The phrase “It’s the economy, stupid” by James Carville, a political strategist, pretty much sums up the strategy for Bill Clinton’s successful run for the white house. In the context of this topic, the apt phrase would be, “it’s the unknown, stupid.”
What is the challenge?
Think about a scenario, a mid-size company with 1000+ employees, 50+ applications, 100+ shared folders, 10 different role types, and a 20% employee churn results in a potential million access privilege changes a year or 3000 per day. Add the complexity of shadow IT systems, unknown application footprints, heterogenous environments, remote workforce, poorly documented roles, and responsibilities, and you have an “Access Mess” case.

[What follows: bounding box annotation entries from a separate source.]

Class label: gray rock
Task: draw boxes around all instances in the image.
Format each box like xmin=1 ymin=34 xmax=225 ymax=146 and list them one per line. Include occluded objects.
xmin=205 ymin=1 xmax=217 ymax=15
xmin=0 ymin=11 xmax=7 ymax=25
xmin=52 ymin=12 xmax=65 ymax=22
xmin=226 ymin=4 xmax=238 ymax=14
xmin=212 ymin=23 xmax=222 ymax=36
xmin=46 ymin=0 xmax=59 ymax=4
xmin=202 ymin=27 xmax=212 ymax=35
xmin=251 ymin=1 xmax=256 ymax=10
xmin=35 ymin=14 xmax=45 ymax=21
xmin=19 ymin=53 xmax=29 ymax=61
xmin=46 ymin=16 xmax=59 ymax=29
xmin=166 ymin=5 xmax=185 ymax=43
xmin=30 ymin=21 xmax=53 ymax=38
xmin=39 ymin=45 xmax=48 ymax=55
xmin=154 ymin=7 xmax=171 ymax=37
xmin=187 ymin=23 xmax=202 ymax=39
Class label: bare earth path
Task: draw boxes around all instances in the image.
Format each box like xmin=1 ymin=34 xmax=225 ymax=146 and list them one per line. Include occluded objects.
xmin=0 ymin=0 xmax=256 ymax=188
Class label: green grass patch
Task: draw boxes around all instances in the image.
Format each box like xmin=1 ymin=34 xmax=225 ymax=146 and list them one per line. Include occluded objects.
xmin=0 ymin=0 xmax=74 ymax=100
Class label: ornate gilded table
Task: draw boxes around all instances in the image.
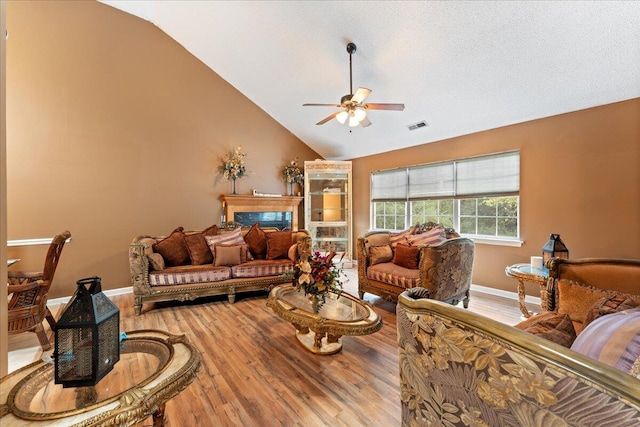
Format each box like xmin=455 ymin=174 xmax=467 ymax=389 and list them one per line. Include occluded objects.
xmin=267 ymin=284 xmax=382 ymax=355
xmin=504 ymin=264 xmax=549 ymax=317
xmin=0 ymin=330 xmax=200 ymax=427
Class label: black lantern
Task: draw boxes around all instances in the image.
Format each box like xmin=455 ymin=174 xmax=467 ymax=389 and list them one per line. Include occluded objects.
xmin=54 ymin=277 xmax=120 ymax=387
xmin=542 ymin=234 xmax=569 ymax=267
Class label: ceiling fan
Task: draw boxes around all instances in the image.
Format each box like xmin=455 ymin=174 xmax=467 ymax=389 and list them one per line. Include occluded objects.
xmin=302 ymin=43 xmax=404 ymax=127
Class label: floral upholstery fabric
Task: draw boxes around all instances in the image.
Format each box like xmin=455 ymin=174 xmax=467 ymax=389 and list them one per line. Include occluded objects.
xmin=397 ymin=298 xmax=640 ymax=427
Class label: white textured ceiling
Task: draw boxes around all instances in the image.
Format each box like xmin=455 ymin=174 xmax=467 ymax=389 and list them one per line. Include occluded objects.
xmin=102 ymin=0 xmax=640 ymax=159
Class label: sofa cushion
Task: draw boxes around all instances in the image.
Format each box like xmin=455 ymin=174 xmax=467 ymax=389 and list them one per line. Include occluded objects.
xmin=266 ymin=230 xmax=291 ymax=260
xmin=153 ymin=227 xmax=190 ymax=266
xmin=149 ymin=265 xmax=231 ymax=286
xmin=571 ymin=308 xmax=640 ymax=379
xmin=392 ymin=243 xmax=420 ymax=270
xmin=582 ymin=295 xmax=639 ymax=328
xmin=369 ymin=245 xmax=393 ymax=265
xmin=367 ymin=262 xmax=420 ymax=288
xmin=244 ymin=222 xmax=266 ymax=259
xmin=231 ymin=258 xmax=293 ymax=278
xmin=389 ymin=225 xmax=418 ymax=248
xmin=407 ymin=225 xmax=447 ymax=246
xmin=205 ymin=228 xmax=246 ymax=263
xmin=184 ymin=224 xmax=218 ymax=265
xmin=516 ymin=311 xmax=576 ymax=348
xmin=214 ymin=245 xmax=243 ymax=266
xmin=147 ymin=252 xmax=164 ymax=271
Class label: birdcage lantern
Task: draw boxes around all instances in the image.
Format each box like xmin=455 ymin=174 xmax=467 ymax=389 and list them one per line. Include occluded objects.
xmin=54 ymin=277 xmax=120 ymax=387
xmin=542 ymin=234 xmax=569 ymax=266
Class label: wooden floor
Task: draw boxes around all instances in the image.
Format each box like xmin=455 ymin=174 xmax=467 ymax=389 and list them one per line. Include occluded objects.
xmin=10 ymin=271 xmax=534 ymax=427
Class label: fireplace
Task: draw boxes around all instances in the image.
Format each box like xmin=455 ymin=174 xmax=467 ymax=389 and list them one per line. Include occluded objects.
xmin=220 ymin=194 xmax=302 ymax=231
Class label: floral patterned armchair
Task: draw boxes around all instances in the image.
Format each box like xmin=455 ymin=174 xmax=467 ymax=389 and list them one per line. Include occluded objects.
xmin=396 ymin=288 xmax=640 ymax=427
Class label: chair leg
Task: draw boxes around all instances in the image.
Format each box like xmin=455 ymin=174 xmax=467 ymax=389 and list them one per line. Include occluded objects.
xmin=35 ymin=323 xmax=52 ymax=351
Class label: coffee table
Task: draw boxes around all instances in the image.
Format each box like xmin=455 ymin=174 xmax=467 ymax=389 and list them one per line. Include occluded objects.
xmin=267 ymin=284 xmax=382 ymax=355
xmin=0 ymin=330 xmax=200 ymax=427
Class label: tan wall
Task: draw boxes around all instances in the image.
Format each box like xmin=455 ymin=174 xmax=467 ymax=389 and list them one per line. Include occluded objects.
xmin=353 ymin=99 xmax=640 ymax=295
xmin=6 ymin=1 xmax=319 ymax=297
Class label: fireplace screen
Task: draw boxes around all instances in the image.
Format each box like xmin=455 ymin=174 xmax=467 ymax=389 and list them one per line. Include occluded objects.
xmin=233 ymin=212 xmax=291 ymax=230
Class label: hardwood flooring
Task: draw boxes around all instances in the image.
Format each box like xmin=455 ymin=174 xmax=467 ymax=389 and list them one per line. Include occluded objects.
xmin=10 ymin=271 xmax=535 ymax=427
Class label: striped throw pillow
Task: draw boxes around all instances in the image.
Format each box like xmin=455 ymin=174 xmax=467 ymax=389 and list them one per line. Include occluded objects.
xmin=571 ymin=308 xmax=640 ymax=379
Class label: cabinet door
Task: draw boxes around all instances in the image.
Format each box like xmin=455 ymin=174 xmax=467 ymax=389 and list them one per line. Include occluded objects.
xmin=305 ymin=161 xmax=351 ymax=266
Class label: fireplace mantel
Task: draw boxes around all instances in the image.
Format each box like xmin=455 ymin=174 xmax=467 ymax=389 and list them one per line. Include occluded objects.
xmin=220 ymin=194 xmax=302 ymax=231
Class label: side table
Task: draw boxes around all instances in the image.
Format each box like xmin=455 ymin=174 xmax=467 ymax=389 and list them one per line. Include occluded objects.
xmin=0 ymin=330 xmax=200 ymax=427
xmin=504 ymin=264 xmax=549 ymax=317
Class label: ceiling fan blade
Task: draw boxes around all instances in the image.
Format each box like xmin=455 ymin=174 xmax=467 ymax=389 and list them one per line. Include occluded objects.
xmin=362 ymin=104 xmax=404 ymax=111
xmin=302 ymin=104 xmax=341 ymax=108
xmin=351 ymin=87 xmax=371 ymax=104
xmin=316 ymin=111 xmax=340 ymax=125
xmin=360 ymin=117 xmax=371 ymax=128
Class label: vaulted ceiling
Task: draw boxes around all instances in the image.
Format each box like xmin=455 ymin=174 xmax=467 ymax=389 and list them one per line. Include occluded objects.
xmin=102 ymin=0 xmax=640 ymax=159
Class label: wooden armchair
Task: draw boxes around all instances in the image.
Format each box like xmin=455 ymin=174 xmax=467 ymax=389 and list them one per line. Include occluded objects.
xmin=8 ymin=231 xmax=71 ymax=350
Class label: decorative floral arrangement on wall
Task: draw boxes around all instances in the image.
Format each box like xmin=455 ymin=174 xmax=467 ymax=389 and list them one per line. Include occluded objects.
xmin=288 ymin=251 xmax=344 ymax=313
xmin=282 ymin=157 xmax=304 ymax=196
xmin=221 ymin=145 xmax=247 ymax=194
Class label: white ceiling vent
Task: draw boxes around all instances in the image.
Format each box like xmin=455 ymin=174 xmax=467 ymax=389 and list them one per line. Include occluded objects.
xmin=407 ymin=120 xmax=429 ymax=130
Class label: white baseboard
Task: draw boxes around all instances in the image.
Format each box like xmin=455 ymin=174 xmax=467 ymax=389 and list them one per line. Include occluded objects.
xmin=471 ymin=285 xmax=540 ymax=305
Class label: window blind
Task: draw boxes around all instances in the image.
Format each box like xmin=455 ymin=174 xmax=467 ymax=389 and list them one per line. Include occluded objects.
xmin=409 ymin=162 xmax=455 ymax=199
xmin=456 ymin=152 xmax=520 ymax=196
xmin=371 ymin=168 xmax=407 ymax=202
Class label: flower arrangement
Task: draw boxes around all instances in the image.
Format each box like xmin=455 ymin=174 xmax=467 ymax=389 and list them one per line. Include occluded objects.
xmin=289 ymin=251 xmax=344 ymax=313
xmin=221 ymin=145 xmax=247 ymax=194
xmin=282 ymin=157 xmax=304 ymax=196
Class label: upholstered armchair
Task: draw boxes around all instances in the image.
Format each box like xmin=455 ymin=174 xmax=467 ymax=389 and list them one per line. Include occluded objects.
xmin=8 ymin=231 xmax=71 ymax=350
xmin=356 ymin=223 xmax=475 ymax=308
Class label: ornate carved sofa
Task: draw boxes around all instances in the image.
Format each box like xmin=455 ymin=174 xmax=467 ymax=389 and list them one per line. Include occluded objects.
xmin=396 ymin=259 xmax=640 ymax=427
xmin=129 ymin=224 xmax=311 ymax=315
xmin=356 ymin=222 xmax=475 ymax=308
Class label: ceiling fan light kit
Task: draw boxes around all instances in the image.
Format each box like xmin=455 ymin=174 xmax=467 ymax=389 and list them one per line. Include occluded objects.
xmin=302 ymin=43 xmax=404 ymax=127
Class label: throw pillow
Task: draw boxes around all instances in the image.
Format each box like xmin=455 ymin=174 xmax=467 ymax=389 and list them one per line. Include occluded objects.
xmin=153 ymin=227 xmax=190 ymax=266
xmin=265 ymin=230 xmax=291 ymax=259
xmin=516 ymin=311 xmax=576 ymax=348
xmin=205 ymin=228 xmax=245 ymax=264
xmin=369 ymin=245 xmax=397 ymax=265
xmin=184 ymin=224 xmax=218 ymax=265
xmin=213 ymin=245 xmax=242 ymax=266
xmin=147 ymin=253 xmax=164 ymax=271
xmin=392 ymin=243 xmax=420 ymax=270
xmin=244 ymin=222 xmax=267 ymax=259
xmin=389 ymin=225 xmax=418 ymax=249
xmin=582 ymin=295 xmax=638 ymax=328
xmin=571 ymin=308 xmax=640 ymax=379
xmin=407 ymin=225 xmax=447 ymax=246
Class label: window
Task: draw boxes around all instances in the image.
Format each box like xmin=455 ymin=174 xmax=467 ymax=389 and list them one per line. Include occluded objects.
xmin=371 ymin=152 xmax=520 ymax=239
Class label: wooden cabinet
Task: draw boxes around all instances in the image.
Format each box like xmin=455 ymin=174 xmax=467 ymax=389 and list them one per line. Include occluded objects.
xmin=304 ymin=160 xmax=353 ymax=263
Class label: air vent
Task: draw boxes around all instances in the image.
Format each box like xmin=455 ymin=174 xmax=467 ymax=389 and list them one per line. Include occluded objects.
xmin=407 ymin=120 xmax=429 ymax=130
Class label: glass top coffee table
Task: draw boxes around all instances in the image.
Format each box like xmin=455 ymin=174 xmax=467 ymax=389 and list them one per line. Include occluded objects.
xmin=267 ymin=284 xmax=382 ymax=355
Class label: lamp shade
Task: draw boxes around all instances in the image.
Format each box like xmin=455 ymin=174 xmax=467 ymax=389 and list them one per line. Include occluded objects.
xmin=336 ymin=111 xmax=349 ymax=124
xmin=54 ymin=277 xmax=120 ymax=387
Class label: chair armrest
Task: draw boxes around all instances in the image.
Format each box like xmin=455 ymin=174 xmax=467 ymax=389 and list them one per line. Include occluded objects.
xmin=396 ymin=293 xmax=640 ymax=426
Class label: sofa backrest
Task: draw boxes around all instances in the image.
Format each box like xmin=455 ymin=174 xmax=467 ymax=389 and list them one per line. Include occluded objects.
xmin=547 ymin=258 xmax=640 ymax=295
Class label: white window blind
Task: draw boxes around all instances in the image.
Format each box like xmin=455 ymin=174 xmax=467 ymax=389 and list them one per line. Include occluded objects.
xmin=371 ymin=169 xmax=407 ymax=202
xmin=456 ymin=152 xmax=520 ymax=196
xmin=409 ymin=162 xmax=455 ymax=200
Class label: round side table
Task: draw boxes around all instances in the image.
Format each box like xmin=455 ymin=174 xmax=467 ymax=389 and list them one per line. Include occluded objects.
xmin=504 ymin=264 xmax=549 ymax=317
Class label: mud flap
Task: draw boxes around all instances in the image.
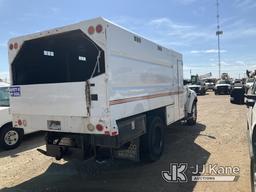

According to a recent Data Risk report (2021) by Varonis, 44% of manufacturing, 64% of financial services, and 74% of healthcare companies had over 1000 orphaned accounts, resulting a potential security challenge.
Why is this still an issue?
In the past, organizations would have looked at traditional identity and access management solutions to address these challenges, but they have mostly flattered to deceive. The complexity of the architecture primarily arising out of a centralized identity profile with tight integration to the target systems, primarily on-premise applications, has meant inordinately long and expensive implementation cycles.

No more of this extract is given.